Os erros de gestão económica e a corrupção — a mais alta da América — danificaram irremediavelmente o projecto socialista de Hugo Chávez, analisa a Economist.

Neste contexto, o Presidente Maduro insiste na fórmula com que tentou cativar a população ao ser eleito — o factor emocional. Declarou-se “filho” de Chávez, disse que o “comandante” lhe apareceu na forma de um passarinho e, em Outubro, admitiu na televisão pública que dorme com frequência no mausoléu do Presidente morto. A retórica da emoção perdeu efeito. Como a retórica do medo — voltou a dizer que o querem matar; no ano passado, Maduro denunciou 13 tentativas para o assassinar. 

No sábado, as duas partes medem novamente forças. Outro líder da oposição, Henrique Capriles (da ala mais moderada, o Justiça Primeiro), marcou manifestações em todo o país e pediu aos apoiantes para não exigirem a queda do Governo mas sim o fim da violência e a libertação dos presos políticos.

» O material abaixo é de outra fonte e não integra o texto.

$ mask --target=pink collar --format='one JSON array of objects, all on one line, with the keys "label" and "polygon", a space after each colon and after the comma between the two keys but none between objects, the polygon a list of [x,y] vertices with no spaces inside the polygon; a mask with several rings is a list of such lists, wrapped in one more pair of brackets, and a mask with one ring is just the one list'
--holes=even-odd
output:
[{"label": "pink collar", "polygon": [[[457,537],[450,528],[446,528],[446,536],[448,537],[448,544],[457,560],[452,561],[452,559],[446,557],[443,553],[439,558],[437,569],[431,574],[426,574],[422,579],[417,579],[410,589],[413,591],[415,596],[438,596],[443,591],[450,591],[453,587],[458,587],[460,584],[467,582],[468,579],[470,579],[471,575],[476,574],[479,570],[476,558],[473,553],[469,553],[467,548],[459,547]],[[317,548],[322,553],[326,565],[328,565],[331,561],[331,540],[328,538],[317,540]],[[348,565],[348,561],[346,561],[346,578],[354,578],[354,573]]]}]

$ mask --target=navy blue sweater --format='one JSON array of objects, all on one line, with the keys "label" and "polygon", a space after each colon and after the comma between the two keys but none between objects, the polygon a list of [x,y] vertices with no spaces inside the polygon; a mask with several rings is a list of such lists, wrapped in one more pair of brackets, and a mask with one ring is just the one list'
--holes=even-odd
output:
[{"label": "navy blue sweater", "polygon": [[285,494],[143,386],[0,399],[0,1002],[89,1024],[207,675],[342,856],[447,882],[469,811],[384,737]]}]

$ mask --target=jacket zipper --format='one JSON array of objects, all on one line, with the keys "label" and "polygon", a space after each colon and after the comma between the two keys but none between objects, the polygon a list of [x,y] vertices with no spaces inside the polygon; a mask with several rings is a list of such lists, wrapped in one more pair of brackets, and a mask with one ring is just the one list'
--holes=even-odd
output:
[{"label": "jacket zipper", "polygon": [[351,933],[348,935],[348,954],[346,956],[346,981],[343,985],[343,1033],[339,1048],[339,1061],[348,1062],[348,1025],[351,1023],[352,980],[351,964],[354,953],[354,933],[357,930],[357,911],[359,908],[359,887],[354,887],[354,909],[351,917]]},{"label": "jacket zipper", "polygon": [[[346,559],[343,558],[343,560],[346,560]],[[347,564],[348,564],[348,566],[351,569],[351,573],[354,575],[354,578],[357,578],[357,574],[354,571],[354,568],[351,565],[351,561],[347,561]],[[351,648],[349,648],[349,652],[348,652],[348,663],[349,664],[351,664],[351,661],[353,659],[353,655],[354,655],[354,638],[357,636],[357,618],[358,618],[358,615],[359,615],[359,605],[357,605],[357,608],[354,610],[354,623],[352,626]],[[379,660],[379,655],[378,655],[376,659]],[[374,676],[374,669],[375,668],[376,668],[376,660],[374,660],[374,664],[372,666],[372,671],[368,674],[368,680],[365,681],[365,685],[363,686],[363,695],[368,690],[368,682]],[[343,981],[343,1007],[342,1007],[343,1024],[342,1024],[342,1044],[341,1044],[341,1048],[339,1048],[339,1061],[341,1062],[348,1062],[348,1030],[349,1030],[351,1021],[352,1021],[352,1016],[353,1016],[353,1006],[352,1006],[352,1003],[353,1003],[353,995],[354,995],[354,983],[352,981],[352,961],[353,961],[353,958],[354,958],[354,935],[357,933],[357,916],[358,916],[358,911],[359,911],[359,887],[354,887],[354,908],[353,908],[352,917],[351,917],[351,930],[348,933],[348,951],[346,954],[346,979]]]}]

Maduro respondeu convocando, também para sábado e para as mesmas cidades, marchas mas só de "mulheres revolucionárias".

Não está claro qual será o rumo da contestação, como não é ainda evidente se o Governo vai optar pela repressão das manifestações e pela prisão de todos os opositores até os protestos se esvaírem. Mas uma das vítimas deste inédito desafio ao chavismo pode muito bem ser Nicolás Maduro.